Published: 17 June 2013

Abstract

Background

Previous studies of epidermal kinetics in psoriasis have relied on invasive biopsy procedures or the use of radioactive labels. We previously developed a non-invasive method for measuring keratin synthesis in human skin using deuterated water labeling, serial collection of tape strips and measurement of deuterium enrichment in protein by mass spectrometry. This powerful method can be applied to measure other skin proteins and lipids collected by tape stripping. Here, for the first time, we apply this technique to investigate the epidermal kinetics of psoriasis, the first step in defining a kinetic profile for normal skin versus activated or quiescent psoriatic skin.

Methods

Psoriatic subjects were given 2H2O orally as twice-daily doses for 16–38 days. Affected and unaffected skin was sampled by tape stripping and washing (modified Pachtman method). Proteins were isolated from the tape strips by a method that enriches for keratin. Turnover times were determined by gas chromatography/mass spectrometry. Kinetic data were compared to transepidermal water loss (TEWL).

Results

Deuterium-labeled protein from lesional psoriatic skin appeared at the skin surface within 3–8 days of label administration, whereas labeled protein from non-lesional skin requires 10–20 days to appear. Psoriatic skin had similar rate of growth despite varying anatomic location. Proteins recovered from tape strips were identified by nanoscale liquid chromatography/tandem mass spectrometry.

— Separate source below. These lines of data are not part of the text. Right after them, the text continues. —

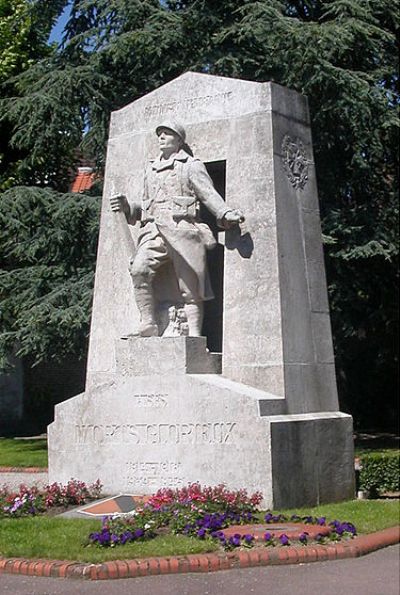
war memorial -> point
(210, 355)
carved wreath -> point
(295, 161)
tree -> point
(341, 53)
(24, 30)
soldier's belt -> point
(184, 207)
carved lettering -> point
(219, 432)
(157, 400)
(160, 109)
(153, 474)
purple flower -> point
(284, 539)
(235, 540)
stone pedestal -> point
(170, 428)
(158, 412)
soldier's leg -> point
(151, 254)
(195, 314)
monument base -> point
(141, 433)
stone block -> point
(137, 356)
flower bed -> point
(204, 513)
(33, 500)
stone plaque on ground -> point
(252, 403)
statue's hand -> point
(232, 218)
(119, 202)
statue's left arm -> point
(204, 190)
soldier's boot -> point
(195, 314)
(145, 303)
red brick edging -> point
(23, 470)
(358, 546)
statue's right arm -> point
(119, 203)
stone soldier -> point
(170, 231)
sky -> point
(56, 34)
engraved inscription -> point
(152, 400)
(153, 474)
(161, 109)
(219, 432)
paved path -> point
(375, 574)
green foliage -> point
(66, 539)
(342, 54)
(380, 471)
(48, 246)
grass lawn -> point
(65, 539)
(23, 453)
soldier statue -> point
(170, 229)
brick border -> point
(354, 548)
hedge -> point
(379, 471)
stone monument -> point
(246, 397)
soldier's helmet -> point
(174, 126)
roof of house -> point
(83, 180)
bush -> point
(380, 471)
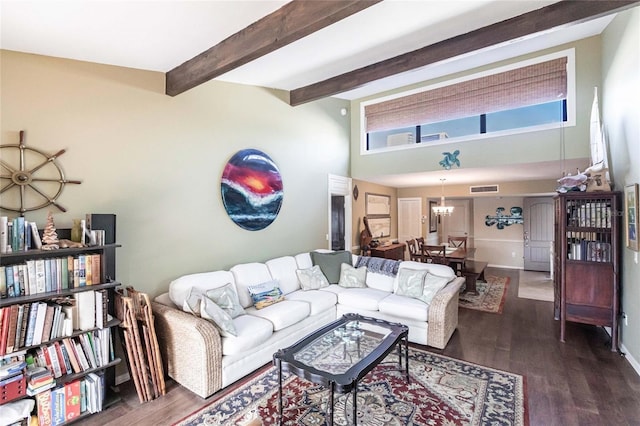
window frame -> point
(570, 105)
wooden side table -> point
(393, 251)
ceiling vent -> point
(486, 189)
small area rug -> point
(490, 297)
(442, 391)
(535, 285)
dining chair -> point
(457, 242)
(434, 254)
(414, 253)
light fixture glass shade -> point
(442, 209)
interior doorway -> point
(339, 214)
(538, 233)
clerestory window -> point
(527, 96)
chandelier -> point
(442, 209)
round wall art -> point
(251, 189)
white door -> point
(409, 218)
(538, 233)
(459, 223)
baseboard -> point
(121, 378)
(505, 266)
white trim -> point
(571, 104)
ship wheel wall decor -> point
(30, 179)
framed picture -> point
(377, 205)
(380, 226)
(631, 214)
(433, 217)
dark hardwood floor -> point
(580, 382)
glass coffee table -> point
(340, 354)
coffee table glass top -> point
(341, 347)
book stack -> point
(78, 354)
(12, 377)
(66, 403)
(36, 276)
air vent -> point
(487, 189)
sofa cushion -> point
(330, 263)
(435, 269)
(284, 269)
(180, 287)
(431, 285)
(351, 277)
(251, 332)
(319, 301)
(220, 318)
(201, 306)
(404, 307)
(312, 278)
(410, 282)
(362, 298)
(265, 294)
(227, 298)
(283, 314)
(246, 274)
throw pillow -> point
(312, 278)
(222, 320)
(265, 294)
(331, 262)
(410, 282)
(432, 284)
(227, 298)
(351, 277)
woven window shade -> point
(530, 85)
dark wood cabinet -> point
(587, 246)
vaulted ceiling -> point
(313, 49)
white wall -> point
(156, 161)
(620, 97)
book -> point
(39, 324)
(48, 323)
(72, 400)
(3, 282)
(58, 402)
(31, 325)
(18, 329)
(86, 305)
(4, 228)
(43, 401)
(41, 280)
(11, 336)
(25, 322)
(96, 268)
(55, 362)
(88, 271)
(4, 328)
(8, 273)
(35, 236)
(71, 352)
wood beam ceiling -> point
(291, 22)
(558, 14)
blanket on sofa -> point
(388, 267)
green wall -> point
(520, 148)
(620, 111)
(156, 161)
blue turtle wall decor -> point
(450, 159)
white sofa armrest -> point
(191, 349)
(443, 314)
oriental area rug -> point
(442, 391)
(490, 297)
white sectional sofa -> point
(198, 357)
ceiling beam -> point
(291, 22)
(558, 14)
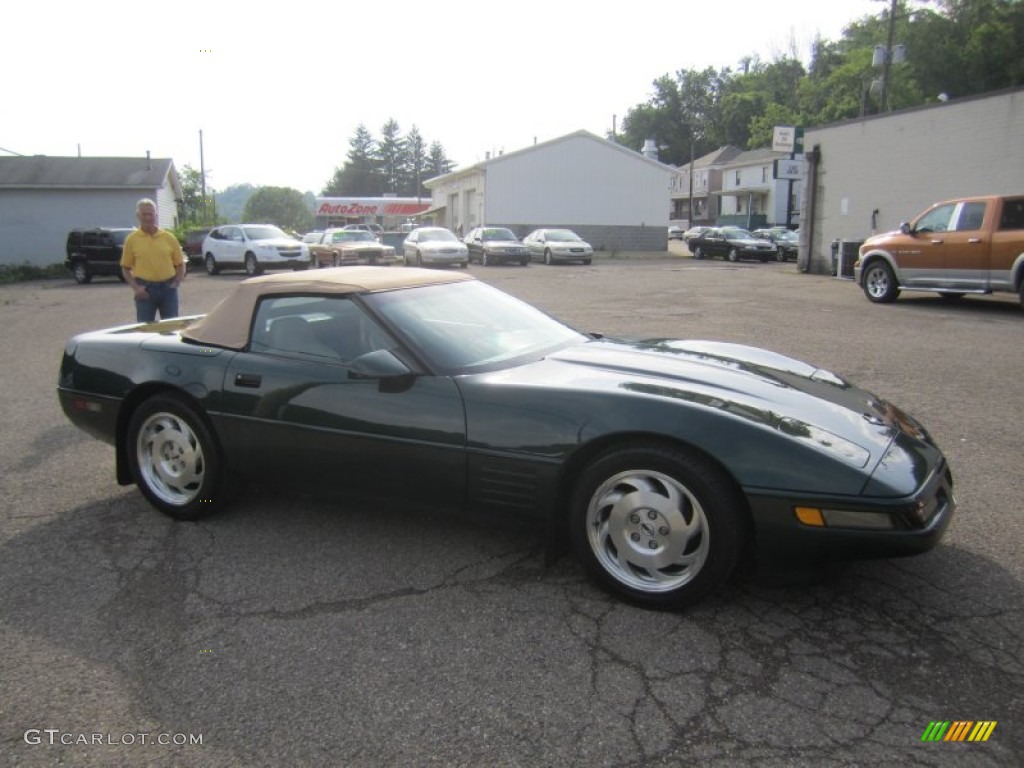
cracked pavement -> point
(293, 629)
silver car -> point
(254, 248)
(550, 246)
(429, 246)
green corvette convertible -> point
(662, 462)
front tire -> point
(880, 283)
(657, 525)
(81, 271)
(174, 458)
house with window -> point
(43, 198)
(609, 195)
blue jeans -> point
(162, 297)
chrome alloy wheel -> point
(170, 458)
(647, 530)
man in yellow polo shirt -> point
(154, 265)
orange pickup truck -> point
(971, 245)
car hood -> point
(755, 385)
(278, 243)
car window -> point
(972, 217)
(937, 220)
(463, 327)
(1013, 215)
(327, 329)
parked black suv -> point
(95, 251)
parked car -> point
(550, 246)
(694, 231)
(491, 245)
(430, 246)
(342, 247)
(253, 248)
(95, 251)
(970, 245)
(193, 246)
(376, 229)
(660, 461)
(786, 242)
(730, 243)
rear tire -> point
(657, 525)
(174, 458)
(81, 272)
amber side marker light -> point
(839, 518)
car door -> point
(293, 409)
(967, 249)
(922, 256)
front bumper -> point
(914, 523)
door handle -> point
(248, 380)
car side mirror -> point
(381, 364)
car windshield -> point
(498, 235)
(562, 236)
(349, 236)
(263, 232)
(471, 327)
(436, 236)
(736, 233)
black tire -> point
(174, 458)
(880, 283)
(660, 526)
(80, 270)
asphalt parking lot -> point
(293, 630)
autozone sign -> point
(370, 207)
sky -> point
(278, 89)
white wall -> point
(899, 164)
(578, 180)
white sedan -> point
(550, 246)
(254, 248)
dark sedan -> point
(730, 243)
(496, 245)
(659, 461)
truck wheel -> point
(880, 283)
(81, 272)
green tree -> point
(390, 158)
(359, 175)
(280, 205)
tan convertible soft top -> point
(227, 324)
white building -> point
(609, 195)
(43, 198)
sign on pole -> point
(787, 138)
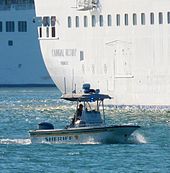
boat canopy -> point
(85, 97)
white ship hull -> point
(129, 61)
(86, 135)
(20, 55)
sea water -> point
(21, 109)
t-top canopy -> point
(85, 97)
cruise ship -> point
(20, 56)
(119, 46)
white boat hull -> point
(84, 135)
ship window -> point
(93, 21)
(10, 43)
(160, 18)
(10, 26)
(168, 17)
(53, 20)
(143, 18)
(0, 26)
(109, 20)
(151, 18)
(126, 19)
(47, 31)
(77, 21)
(118, 19)
(53, 31)
(46, 21)
(101, 20)
(22, 26)
(69, 22)
(85, 21)
(134, 19)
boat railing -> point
(16, 7)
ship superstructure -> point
(121, 47)
(20, 55)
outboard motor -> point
(86, 88)
(45, 126)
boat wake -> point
(15, 141)
(138, 138)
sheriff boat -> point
(88, 124)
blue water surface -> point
(21, 109)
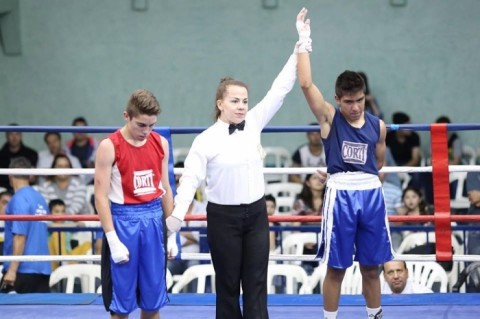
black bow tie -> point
(232, 127)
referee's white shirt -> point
(232, 165)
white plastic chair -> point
(285, 194)
(459, 201)
(284, 205)
(296, 278)
(427, 274)
(469, 155)
(284, 189)
(88, 274)
(294, 243)
(199, 272)
(277, 157)
(420, 238)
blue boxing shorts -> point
(141, 282)
(355, 224)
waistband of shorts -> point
(153, 207)
(253, 204)
(353, 181)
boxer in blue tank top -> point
(354, 225)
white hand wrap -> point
(303, 29)
(303, 46)
(172, 246)
(118, 251)
(173, 223)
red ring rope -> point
(441, 191)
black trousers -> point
(239, 245)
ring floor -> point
(196, 306)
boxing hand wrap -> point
(304, 46)
(303, 29)
(174, 221)
(172, 246)
(118, 251)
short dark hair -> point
(6, 193)
(349, 82)
(79, 119)
(443, 119)
(55, 202)
(20, 162)
(271, 198)
(400, 118)
(51, 133)
(402, 261)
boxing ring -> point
(199, 306)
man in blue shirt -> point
(25, 237)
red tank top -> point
(137, 171)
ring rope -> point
(266, 170)
(274, 218)
(206, 256)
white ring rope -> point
(266, 170)
(206, 256)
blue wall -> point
(84, 57)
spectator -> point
(53, 140)
(5, 197)
(393, 195)
(473, 190)
(310, 200)
(189, 240)
(310, 203)
(454, 143)
(371, 104)
(413, 204)
(12, 148)
(60, 242)
(395, 273)
(406, 151)
(308, 155)
(25, 237)
(271, 207)
(66, 187)
(404, 144)
(83, 146)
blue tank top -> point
(351, 149)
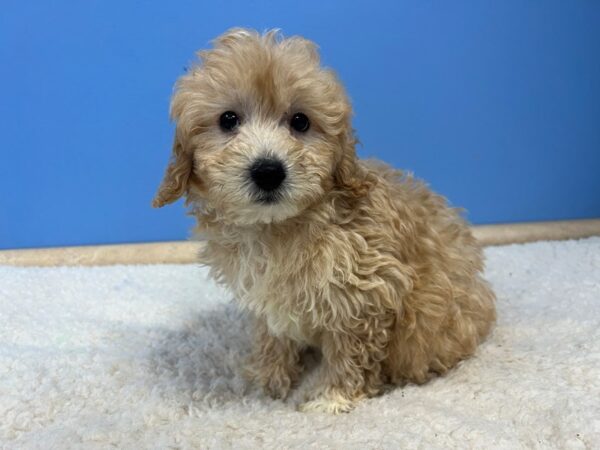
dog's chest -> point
(276, 284)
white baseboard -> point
(184, 252)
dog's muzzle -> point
(267, 174)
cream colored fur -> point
(356, 259)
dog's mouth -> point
(267, 198)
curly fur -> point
(356, 259)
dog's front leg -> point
(274, 363)
(351, 371)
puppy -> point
(325, 251)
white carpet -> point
(148, 356)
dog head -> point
(262, 130)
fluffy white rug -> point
(148, 357)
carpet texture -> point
(148, 357)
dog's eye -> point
(300, 122)
(229, 120)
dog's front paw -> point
(331, 402)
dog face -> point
(262, 130)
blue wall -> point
(496, 104)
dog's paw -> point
(330, 403)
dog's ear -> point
(175, 181)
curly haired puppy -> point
(325, 251)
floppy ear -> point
(175, 181)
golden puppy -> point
(352, 257)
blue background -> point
(495, 104)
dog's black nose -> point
(267, 173)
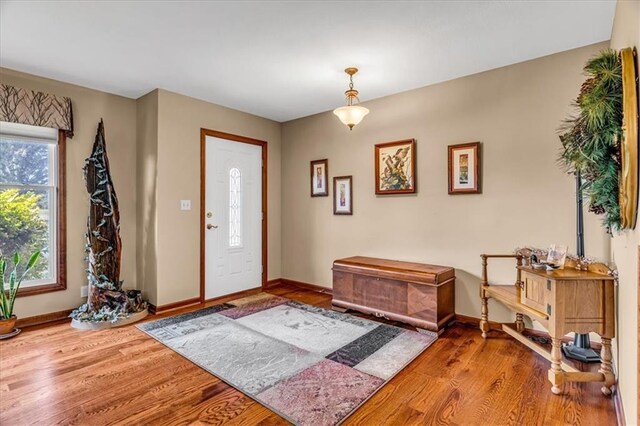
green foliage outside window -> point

Isolated peptides were >98% from keratin in uninvolved skin and >72% keratin in psoriatic skin. Revealing that one-quarter of all newly synthesized proteins in psoriatic skin are antimicrobial defense and other immune-related proteins. TEWL values were greater in lesional than non-lesional skin, suggesting barrier compromise in psoriatic skin despite increased clinical thickness.

Conclusions

This simple, elegant, and non-invasive method for measuring epidermal protein synthesis, which can also be adapted to measure epidermal lipids, provides a metric that may reveal new insights into the mechanisms and dynamic processes underlying psoriasis and may also provide an objective scale for determining response to therapeutic agents in pre-clinical and clinical trials. This opens a pathway to the non-invasive study of kinetics of protein formation in psoriasis or other skin diseases.